ER takes backseat to ball games
Games outscore medical emergencies
Visits to emergency rooms at Boston area hospitals plummet when the Red Sox play championship games.
During the biggest games, ER visits dropped between 5 and 15 percent below normal at six of the area hospitals. For example, during the Sox final game with the New York Yankees for the American League Championship and their final game of the World Series against the St. Louis Cardinals, visits to the emergency room dipped 15-20 percent below the normal volume.
Where did all those “sick” people go? Researchers at Children’s Hospital Boston, who monitor infectious disease outbreaks, checked outbreaks of local television watching with the help of Nielsen ratings and found a convincing match. A remarkable 55-60 percent of area households were tuned to the big game.

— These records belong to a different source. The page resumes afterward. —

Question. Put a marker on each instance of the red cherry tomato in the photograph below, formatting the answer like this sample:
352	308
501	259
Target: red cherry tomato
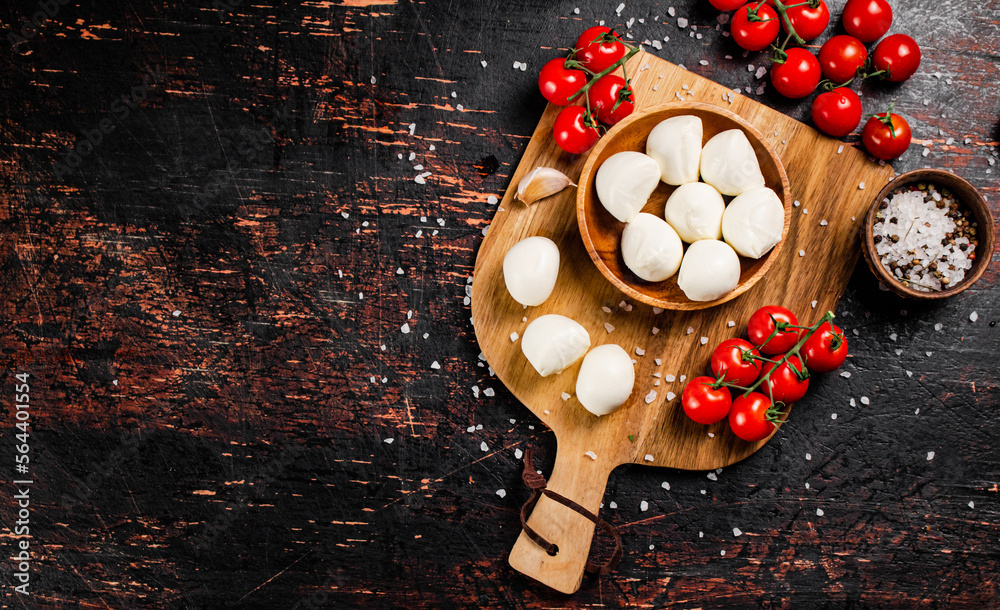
763	322
575	130
733	360
748	417
867	20
838	112
826	349
704	403
611	90
798	76
787	384
898	56
557	82
599	47
755	35
886	138
808	22
841	56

John Brownstein, Ben Reis, and Kenneth Mandl operate a surveillance system called AEGIS as part of Children’s Hospital Informatics Program at the Harvard-MIT Division of Health Sciences and Technology. This system keeps an electronic eye on hospital emergency departments in order to spot abnormal outbreaks and patterns of disease.
“We got caught up in Red Sox fever last year, and wondered if we could see an effect on patient use of emergency departments,” explains Brownstein. A previous study found an increase of drunk-driving deaths on Super Bowl Sunday last year. “We only looked at emergency department visits during the hours of the games, not afterward when fans might be driving,” Reis notes.
Reis and Mandl grew up in Boston. Brownstein comes from Montreal but admits to being “swept up in game fever.” Children’s Hospital is close enough to Fenway Park for doctors and patients to hear the shouting when the Sox are winning and the wind is right.
Sox give docs a break
The Red Sox lost the first three games of the American League Championship to the New York Yankees last year. During those games, ER visits exceeded the normal pace. Then the Sox won game 4. During games 5, 6, and 7, the number of patients visiting emergency facilities fell between 5 and 22 percent.
ER doctors enjoyed another respite during the four World Series games when the Sox swept the Cardinals.
The correlation is nicely presented in the October issue of the Annals of Emergency Medicine. Children’s Hospital Boston is an affiliate of Harvard Medical School, as are three of the other five hospitals in the study.
An obvious conclusion is that people would rather watch a good baseball game than go to the emergency room. Also obvious is that some people who go to the ER could just as well visit their doctor. The researchers put it this way: “These results suggest that engagement with televised broadcasts of major events is one factor in patients’ decisions to seek emergency care.”
“Timing of emergency department visits has a strong discretionary component,” Brownstein adds. Asked if that meant a lot of people who go to the ER do not need to go there for health care, he answered that the study data does not warrant such a negative conclusion.
Brownstein also points out that disease surveillance systems like AEGIS are funded primarily to detect bioterrorism attacks, but have multiple other uses, including detecting natural outbreaks of disease and monitoring trends in people seeking health care. For example, he and his colleagues currently use AEGIS to for determining the best strategies for flu vaccinations.